Starting next week, Uber will begin accepting cash payments in all five South African cities where it currently operates, the company has announced.
Back in January, htxt.africa asked Uber whether or not it would be bring cash payments down to us, the company had said it didn’t have any plans to do so, adding that cash payment expansion is dependent on specific market requirements.
Cash payments will begin as a pilot so the company can test its success in the market.
“We’re always looking at how we can make it easier for people to benefit from the convenient, safe and affordable option of taking an Uber. This experiment will help us understand whether riders and driver-partners welcome the choice of paying by cash or card,” Alon Lits, General Manager for Uber Sub-Saharan Africa, said in a statement.
From our predictions, we think it’ll be a success as it’ll open the business up to a larger market which was previously shut out due to the credit or cheque/debit card payment requirement.
South Africans have always used cash to catch traditional metered cab and now a cheaper option has broadened its reach it’s likely that more commuters will opt for it.
The question however, is how will metered taxi drivers, who’ve been at odds with Uber for quite some time, react should people migrate to the tech-based solution in favour of its prices and cash option.
According to Uber, South Africa is the first country which will have all cities where the service is available offering the payment option.
“Offering cash as an alternate option has proven to be very successful for Uber.
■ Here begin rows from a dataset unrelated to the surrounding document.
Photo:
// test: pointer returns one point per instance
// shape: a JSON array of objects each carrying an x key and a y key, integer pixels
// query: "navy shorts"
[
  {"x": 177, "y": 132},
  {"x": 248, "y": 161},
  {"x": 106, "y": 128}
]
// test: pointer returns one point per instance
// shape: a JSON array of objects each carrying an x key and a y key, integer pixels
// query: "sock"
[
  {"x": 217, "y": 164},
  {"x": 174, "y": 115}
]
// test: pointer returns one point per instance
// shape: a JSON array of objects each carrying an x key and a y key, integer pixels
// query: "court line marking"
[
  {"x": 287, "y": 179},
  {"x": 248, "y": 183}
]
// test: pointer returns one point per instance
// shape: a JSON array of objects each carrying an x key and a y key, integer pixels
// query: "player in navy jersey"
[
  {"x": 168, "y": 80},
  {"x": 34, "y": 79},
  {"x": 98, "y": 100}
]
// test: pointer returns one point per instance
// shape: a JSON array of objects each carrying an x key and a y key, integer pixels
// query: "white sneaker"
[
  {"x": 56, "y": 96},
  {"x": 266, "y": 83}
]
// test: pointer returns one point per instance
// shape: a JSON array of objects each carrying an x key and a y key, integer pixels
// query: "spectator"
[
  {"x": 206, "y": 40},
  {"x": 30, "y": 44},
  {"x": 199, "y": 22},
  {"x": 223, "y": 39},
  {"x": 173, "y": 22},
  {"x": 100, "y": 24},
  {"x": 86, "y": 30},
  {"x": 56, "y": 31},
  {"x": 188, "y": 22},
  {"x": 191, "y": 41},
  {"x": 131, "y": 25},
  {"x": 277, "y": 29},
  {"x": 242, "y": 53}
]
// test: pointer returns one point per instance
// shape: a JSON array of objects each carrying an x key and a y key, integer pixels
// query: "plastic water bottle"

The introduction of cash in Singapore for example, had an extremely positive response and this is a country that has a substantial credit card penetration and very high GDP per capita,” Lits said.
“As before, all trip details are electronically recorded and riders will always be able to pay by debit or credit card if they prefer,” he added.
When you open the app up and select the payment option, this is what you’ll see on your phone’s screen:
There is a catch however, cash is an open-ended experiment so not all riders will see this additional payment option right away, the company said.
“Cash is a dominant payment method in Africa and this experiment will give Uber insight into how riders and driver-partners adopt and use a mix of cash and electronic payments, how consumer behaviour changes and what Uber can do to build a better product and provide a better experience,” the company said.
Uber is currently available in 11 African countries.